Come scritto in precedenza nella città azteca esistevano i Calpultin artistici (plurale

di Calpulli) ovvero insieme di edifici in cui nuclei di persone accumunati da uno

stesso segno distintivo: etnia, ruolo sociale, professione, etc. esercitavano la loro

azione in favore dello stato. Tra questi nuclei abitativi della città azteca vi erano

anche scuole ove si insegnava l’arte specifica ivi esercitata in cui abitavano e

lavoravano insegnanti ed artisti specializzati nella produzione di beni appartenenti

ad una specifica attività (ad esempio i lavoratori delle piume, gli orafi, i lavoratori di

pietre preziose, etc. In queste strutture l’attività artistica si tramandava di padre in

figlio ed interi nuclei familiari lavoravano insieme ad allievi in addestramento.

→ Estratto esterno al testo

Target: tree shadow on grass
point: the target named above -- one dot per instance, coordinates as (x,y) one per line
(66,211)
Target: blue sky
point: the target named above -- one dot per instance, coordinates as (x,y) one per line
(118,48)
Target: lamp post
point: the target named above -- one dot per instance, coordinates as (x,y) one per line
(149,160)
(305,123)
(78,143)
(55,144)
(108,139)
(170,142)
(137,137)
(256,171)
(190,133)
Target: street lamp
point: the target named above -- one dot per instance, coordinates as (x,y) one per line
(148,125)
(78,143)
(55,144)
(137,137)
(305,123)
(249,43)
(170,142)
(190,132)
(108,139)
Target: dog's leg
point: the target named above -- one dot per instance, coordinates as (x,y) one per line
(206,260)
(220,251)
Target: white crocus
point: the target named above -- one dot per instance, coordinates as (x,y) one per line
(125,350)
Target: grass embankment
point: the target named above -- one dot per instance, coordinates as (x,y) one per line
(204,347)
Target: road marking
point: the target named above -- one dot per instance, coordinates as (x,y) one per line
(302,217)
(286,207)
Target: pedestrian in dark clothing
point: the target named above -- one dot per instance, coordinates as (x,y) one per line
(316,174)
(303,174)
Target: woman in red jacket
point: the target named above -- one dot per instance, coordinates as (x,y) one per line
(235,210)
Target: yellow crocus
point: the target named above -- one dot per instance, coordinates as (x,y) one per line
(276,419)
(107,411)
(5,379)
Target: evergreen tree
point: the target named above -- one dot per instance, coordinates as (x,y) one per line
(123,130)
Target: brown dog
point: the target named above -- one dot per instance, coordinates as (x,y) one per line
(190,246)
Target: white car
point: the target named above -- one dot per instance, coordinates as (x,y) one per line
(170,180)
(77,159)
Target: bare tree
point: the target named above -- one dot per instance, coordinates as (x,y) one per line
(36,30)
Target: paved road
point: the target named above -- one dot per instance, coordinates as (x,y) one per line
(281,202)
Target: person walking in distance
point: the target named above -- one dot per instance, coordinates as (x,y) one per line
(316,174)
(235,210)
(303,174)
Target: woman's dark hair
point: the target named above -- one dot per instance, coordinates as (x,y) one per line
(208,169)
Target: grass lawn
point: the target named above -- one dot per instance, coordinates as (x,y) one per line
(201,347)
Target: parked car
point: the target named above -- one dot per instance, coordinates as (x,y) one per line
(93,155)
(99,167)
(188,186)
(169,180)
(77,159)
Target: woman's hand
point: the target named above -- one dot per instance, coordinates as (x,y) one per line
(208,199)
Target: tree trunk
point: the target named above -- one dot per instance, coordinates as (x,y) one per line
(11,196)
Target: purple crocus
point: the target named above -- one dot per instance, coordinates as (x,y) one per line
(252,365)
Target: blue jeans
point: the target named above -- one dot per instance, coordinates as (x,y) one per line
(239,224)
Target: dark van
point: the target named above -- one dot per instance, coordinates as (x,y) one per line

Alcuni artisti appartenevano alla classe nobiliare ma, nella maggior parte dei casi,

si trattava di persone non nobili che godevano però di uno status privilegiato e di

una notevole ricchezza. I beni prodotti con materiali sui quali lo stato aveva il

controllo, avendone curato l’importazione da altri territori, non potevano essere

commercializzati dagli artisti ma dovevano essere conferiti alle élite, ai religiosi o

dello stato come manufatti suntuari e venivano prodotti da artisti di corte, artisti

nobili. Tra gli artisti nobile gli scribi/pittori erano quelli più importanti di rango

superiore agli artisti di manifattura, creatori di beni materiali.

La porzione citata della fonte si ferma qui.